Tout cela va donc malheureusement bien au-delà des simples questions de fiscalité, d’où notre extrême vigilance à essayer d’établir, pas à pas, une législation moins asymétrique et plus favorable à notre économie, ainsi qu’au modèle auquel nous sommes attachés.
M. le président. La parole est à M. Pierre Ouzoulias, pour explication de vote.
M. Pierre Ouzoulias. Je répéterai ici, de façon un peu solennelle, ce que j’ai dit en commission de façon sans doute trop véhémente. Je vous prie de m’en excuser, madame Berthet, mais vous savez que nous avons, à la commission de la culture, à cœur de défendre un certain nombre d’exceptions !
Amazon – je le cite puisque personne ne le fait –…
Mme Sophie Primas, présidente de la commission des affaires économiques. Si, je l’ai fait !
M. Pierre Ouzoulias. … suit une stratégie de vente à perte. (Mmes Sophie Primas et Martine Berthet le contestent.)
Nous parlons d’un marché dans lequel existe un prix unique du livre : la seule solution dont dispose Amazon pour s’attaquer à ce prix unique est de ne pas facturer la livraison, ou de la facturer à un niveau ridiculement bas. Cette pratique, celle de la revente à perte, est punie par la loi ! Quant à nous, ici, nous défendons une loi que cette entreprise, via un modèle extrêmement sophistiqué, a réussi à détourner.

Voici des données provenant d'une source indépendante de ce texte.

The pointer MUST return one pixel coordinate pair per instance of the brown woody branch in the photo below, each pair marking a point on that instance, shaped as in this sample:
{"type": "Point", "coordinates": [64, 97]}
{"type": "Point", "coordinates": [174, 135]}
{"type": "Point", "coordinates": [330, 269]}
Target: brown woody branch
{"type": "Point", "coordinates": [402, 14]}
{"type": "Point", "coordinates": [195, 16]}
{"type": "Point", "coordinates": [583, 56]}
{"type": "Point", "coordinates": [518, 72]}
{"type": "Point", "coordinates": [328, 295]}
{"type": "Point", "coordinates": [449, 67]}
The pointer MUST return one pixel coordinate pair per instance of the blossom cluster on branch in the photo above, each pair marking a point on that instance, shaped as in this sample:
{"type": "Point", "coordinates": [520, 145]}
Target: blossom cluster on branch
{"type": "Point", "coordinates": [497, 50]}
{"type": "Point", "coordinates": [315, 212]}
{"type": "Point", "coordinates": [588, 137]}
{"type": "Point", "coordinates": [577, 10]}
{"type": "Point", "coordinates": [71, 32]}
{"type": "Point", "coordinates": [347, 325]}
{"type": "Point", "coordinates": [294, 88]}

Je suis tout à fait de l’avis de Laure Darcos : avec Amazon, nous sommes dans la dialectique du glaive et du bouclier.
Vous avez très judicieusement trouvé une solution pour éviter cette vente à perte, ma chère collègue. Mais, n’en doutons pas, Amazon trouvera d’autres subtilités pour continuer à attaquer le prix unique du livre, ce qui est pour elle un objectif économique et politique majeur.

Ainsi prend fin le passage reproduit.